The Prime Minister insisted the UK must not give up its status as a major global hub for air travel, although he acknowledged the issue was "controversial". In a speech setting out his long-term "vision" for British infrastructure, he said the coalition's aviation strategy would include "an examination of the pros and cons" of a new Thames estuary airport.
Mr Cameron also announced moves to attract private investment into the UK's roads. He has ordered Whitehall experts to investigate a radical shake-up of ownership and funding to encourage investors to back desperately-needed upgrades to the ageing network.
He went on to say that the Government needed to be similarly "bold" about air transport too.
He said: "I'm not blind to the need to increase airport capacity, particularly in the South East. We are acting now to make the best use of existing capacity - Gatwick is emerging as a business airport for London, under a new owner competing with Heathrow.
"But we need to retain our status as a key global hub for air travel, not just a feeder route to bigger airports elsewhere, in Frankfurt, Amsterdam or Dubai. Yes, this will be controversial.

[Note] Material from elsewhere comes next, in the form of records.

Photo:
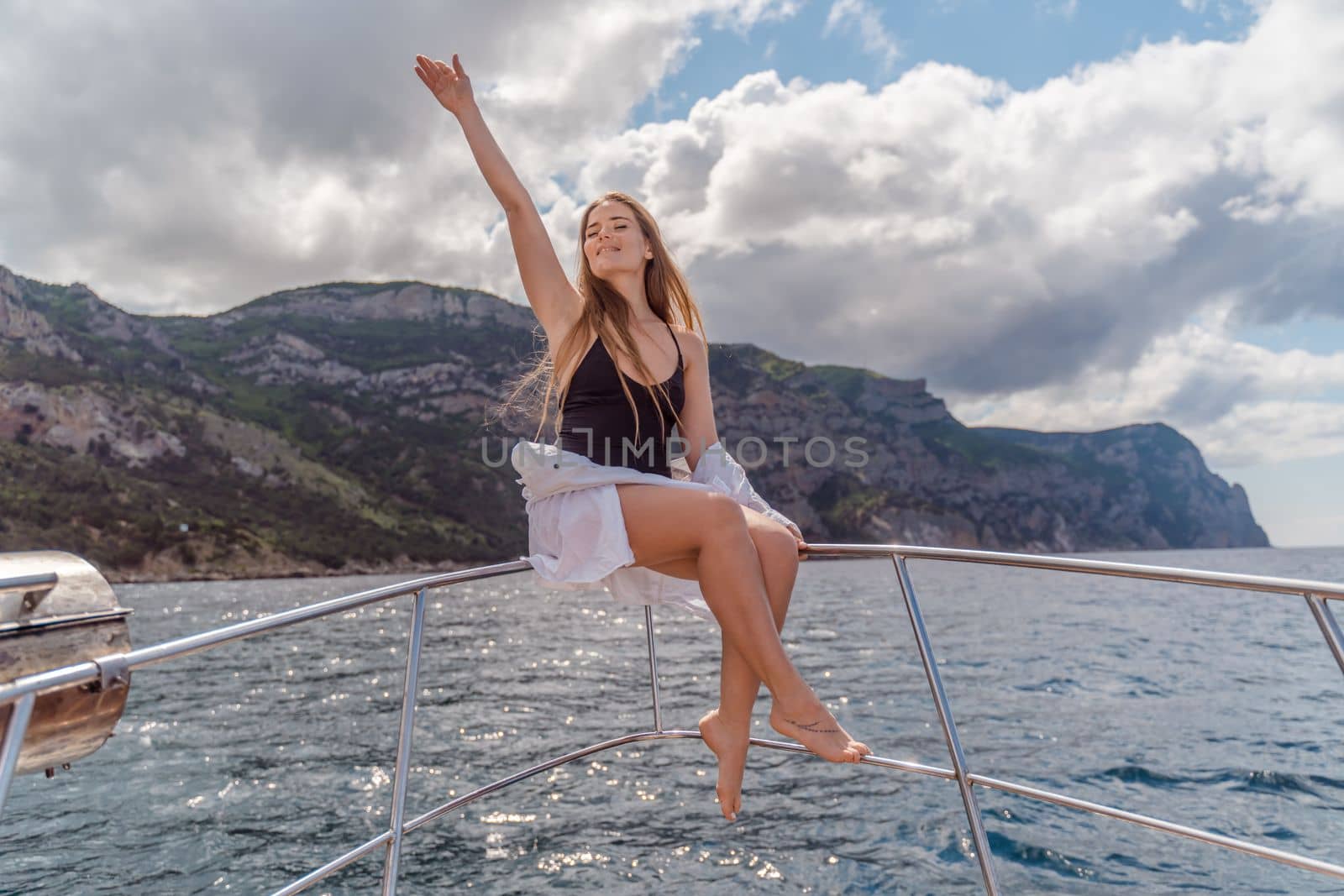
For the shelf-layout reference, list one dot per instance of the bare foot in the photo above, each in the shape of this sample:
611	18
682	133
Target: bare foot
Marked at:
817	730
732	748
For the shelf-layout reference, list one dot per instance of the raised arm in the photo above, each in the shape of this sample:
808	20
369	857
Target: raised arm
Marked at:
549	291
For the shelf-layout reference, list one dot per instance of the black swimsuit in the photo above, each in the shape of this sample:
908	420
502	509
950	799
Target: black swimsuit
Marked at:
597	419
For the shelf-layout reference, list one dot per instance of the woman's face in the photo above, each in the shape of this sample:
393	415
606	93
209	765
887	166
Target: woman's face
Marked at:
613	242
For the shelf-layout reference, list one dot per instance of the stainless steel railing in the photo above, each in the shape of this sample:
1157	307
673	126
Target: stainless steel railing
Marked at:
1317	594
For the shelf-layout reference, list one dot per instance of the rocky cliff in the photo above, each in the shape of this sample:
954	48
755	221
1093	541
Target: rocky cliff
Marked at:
340	427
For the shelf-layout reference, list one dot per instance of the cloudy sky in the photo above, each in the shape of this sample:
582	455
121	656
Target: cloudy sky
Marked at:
1065	214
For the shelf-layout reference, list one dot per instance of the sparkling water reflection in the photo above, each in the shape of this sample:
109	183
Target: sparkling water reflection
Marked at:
248	766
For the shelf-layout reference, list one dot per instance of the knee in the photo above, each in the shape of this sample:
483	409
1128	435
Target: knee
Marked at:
722	517
777	543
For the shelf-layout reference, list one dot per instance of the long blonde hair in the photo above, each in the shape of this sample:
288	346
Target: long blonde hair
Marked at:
606	313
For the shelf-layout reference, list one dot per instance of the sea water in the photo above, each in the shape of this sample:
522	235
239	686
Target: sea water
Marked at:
241	768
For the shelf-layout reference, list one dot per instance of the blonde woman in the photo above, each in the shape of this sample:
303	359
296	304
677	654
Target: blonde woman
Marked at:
628	360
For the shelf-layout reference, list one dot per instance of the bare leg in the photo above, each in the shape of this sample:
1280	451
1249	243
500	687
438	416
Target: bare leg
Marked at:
671	524
727	728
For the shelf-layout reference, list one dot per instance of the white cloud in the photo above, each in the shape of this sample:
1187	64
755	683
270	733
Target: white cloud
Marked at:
190	157
1027	246
1065	8
1241	403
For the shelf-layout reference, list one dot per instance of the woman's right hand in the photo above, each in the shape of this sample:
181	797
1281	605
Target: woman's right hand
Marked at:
449	83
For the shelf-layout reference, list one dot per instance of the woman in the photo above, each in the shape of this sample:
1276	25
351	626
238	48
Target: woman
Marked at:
743	555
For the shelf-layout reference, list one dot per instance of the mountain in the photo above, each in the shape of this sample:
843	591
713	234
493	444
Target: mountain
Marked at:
339	427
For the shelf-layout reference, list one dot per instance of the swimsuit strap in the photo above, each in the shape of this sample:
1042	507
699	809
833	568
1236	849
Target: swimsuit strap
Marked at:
679	362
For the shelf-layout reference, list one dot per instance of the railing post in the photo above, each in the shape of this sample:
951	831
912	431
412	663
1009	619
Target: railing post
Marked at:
403	746
1330	626
654	668
949	727
13	741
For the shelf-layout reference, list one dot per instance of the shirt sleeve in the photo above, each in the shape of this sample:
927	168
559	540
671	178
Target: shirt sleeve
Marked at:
721	472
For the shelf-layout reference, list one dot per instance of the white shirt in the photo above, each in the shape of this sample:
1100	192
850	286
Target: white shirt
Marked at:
575	532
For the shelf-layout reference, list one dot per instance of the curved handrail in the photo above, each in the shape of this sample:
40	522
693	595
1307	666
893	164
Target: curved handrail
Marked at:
24	691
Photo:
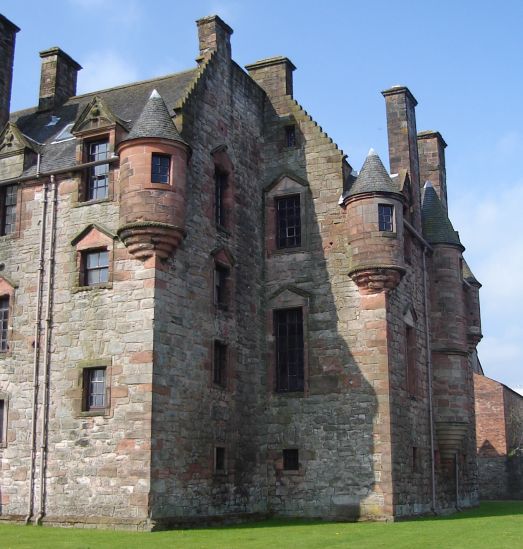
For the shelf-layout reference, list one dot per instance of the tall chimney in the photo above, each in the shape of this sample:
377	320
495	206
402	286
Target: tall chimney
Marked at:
431	149
57	79
214	35
403	142
274	75
7	54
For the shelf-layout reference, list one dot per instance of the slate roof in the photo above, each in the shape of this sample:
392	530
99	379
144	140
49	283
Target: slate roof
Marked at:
373	178
127	102
468	275
437	228
155	121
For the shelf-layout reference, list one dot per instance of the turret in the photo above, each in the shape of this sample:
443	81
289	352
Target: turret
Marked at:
452	380
153	165
375	217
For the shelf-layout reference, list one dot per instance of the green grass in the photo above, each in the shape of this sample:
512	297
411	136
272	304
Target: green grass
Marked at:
495	525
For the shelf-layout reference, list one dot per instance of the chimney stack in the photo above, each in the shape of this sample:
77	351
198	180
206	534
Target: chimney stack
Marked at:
214	35
7	53
274	75
57	79
403	142
431	147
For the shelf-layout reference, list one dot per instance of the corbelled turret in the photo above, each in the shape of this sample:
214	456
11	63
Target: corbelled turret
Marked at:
452	379
375	216
153	163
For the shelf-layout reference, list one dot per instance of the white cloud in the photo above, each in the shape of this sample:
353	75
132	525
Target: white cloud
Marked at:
104	70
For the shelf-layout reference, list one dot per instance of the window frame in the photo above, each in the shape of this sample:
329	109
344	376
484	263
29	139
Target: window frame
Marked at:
161	156
220	458
7	192
87	382
220	361
283	348
90	175
386	222
291	459
282	241
85	270
4	322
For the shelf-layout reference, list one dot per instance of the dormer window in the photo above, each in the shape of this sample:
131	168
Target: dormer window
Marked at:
288	222
160	168
8	209
386	217
98	176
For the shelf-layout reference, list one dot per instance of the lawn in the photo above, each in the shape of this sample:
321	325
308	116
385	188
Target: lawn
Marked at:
494	525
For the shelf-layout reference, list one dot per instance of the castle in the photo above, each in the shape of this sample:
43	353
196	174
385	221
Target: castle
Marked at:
207	313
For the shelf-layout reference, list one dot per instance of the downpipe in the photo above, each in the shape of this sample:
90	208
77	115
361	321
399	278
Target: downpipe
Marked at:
429	374
36	354
47	339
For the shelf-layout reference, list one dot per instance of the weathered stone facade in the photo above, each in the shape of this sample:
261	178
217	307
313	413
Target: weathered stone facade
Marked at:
499	432
183	320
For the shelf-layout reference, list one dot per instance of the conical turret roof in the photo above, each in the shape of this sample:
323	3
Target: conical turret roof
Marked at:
437	228
155	121
373	178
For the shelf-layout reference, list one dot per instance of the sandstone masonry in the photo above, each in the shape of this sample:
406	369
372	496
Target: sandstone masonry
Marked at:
207	314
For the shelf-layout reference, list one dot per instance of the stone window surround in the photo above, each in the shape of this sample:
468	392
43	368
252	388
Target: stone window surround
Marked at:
223	165
4	398
16	232
83	139
286	185
79	393
92	239
216	458
287	297
7	289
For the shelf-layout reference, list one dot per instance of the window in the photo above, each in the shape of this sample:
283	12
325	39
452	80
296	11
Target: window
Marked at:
219	459
219	363
4	322
3	422
291	460
290	136
220	186
412	374
96	267
288	325
160	168
386	217
94	389
288	221
98	176
221	286
8	209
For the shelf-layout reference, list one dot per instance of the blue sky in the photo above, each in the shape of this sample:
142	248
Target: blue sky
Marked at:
460	59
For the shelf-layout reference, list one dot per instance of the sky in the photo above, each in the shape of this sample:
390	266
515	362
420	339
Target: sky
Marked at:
460	59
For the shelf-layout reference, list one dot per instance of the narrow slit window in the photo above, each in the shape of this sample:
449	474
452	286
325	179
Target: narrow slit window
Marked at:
288	211
98	176
8	198
386	217
220	188
4	323
220	363
290	136
160	168
288	324
219	459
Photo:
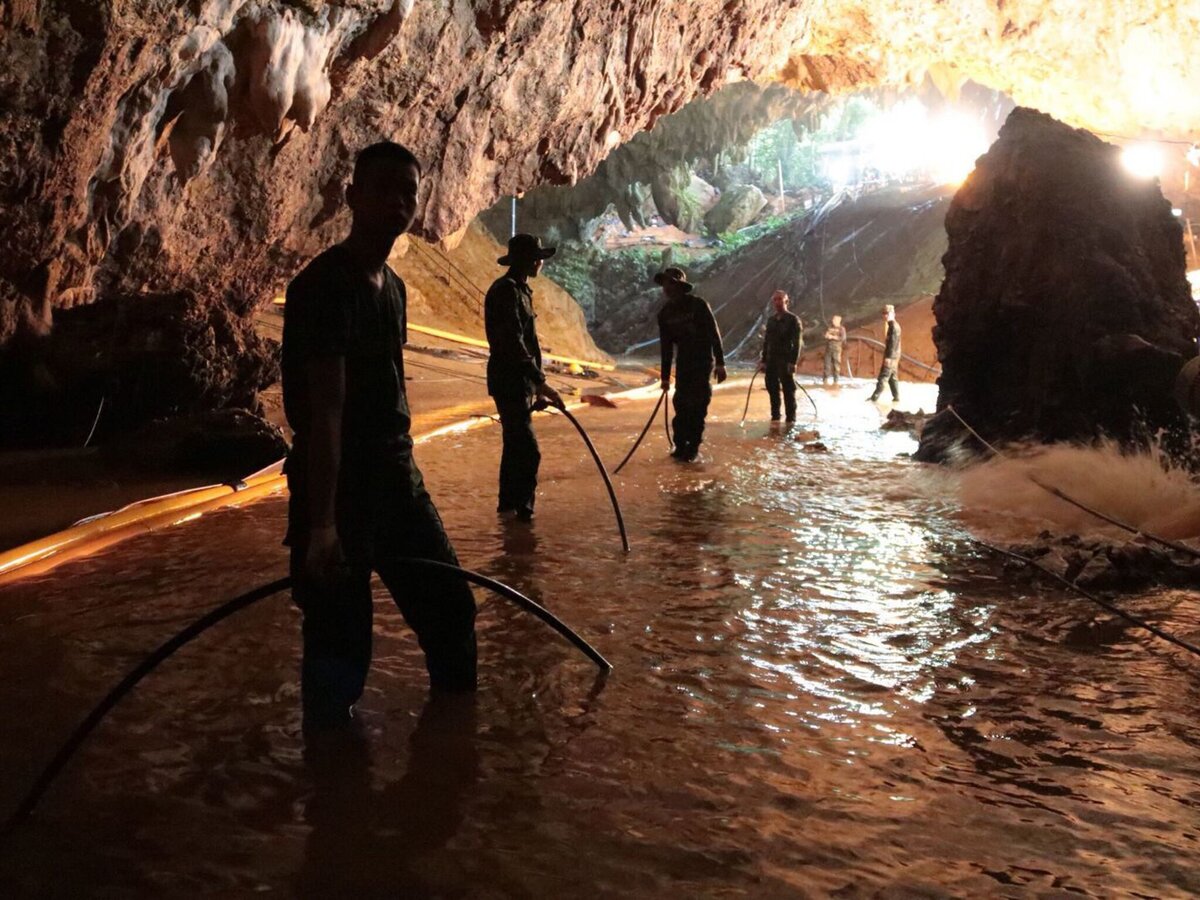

"We will need to take decisions for the long-term - and we will be bringing forward options in our aviation strategy which will include an examination of the pros and cons of a new airport in the Thames estuary."
Mr Cameron said the transport challenges facing the country were "clear".
"Demand for rail is higher than at any point since the Second World War. Our roads are congested, our key hub airport is full, by 2030 the distance travelled by road and rail in the UK is expected to increase by at least a third.
"Without world class transport we will not get growth, people won't invest here and regions in decline will be further left behind. Without better transport, we will continue to pollute, too."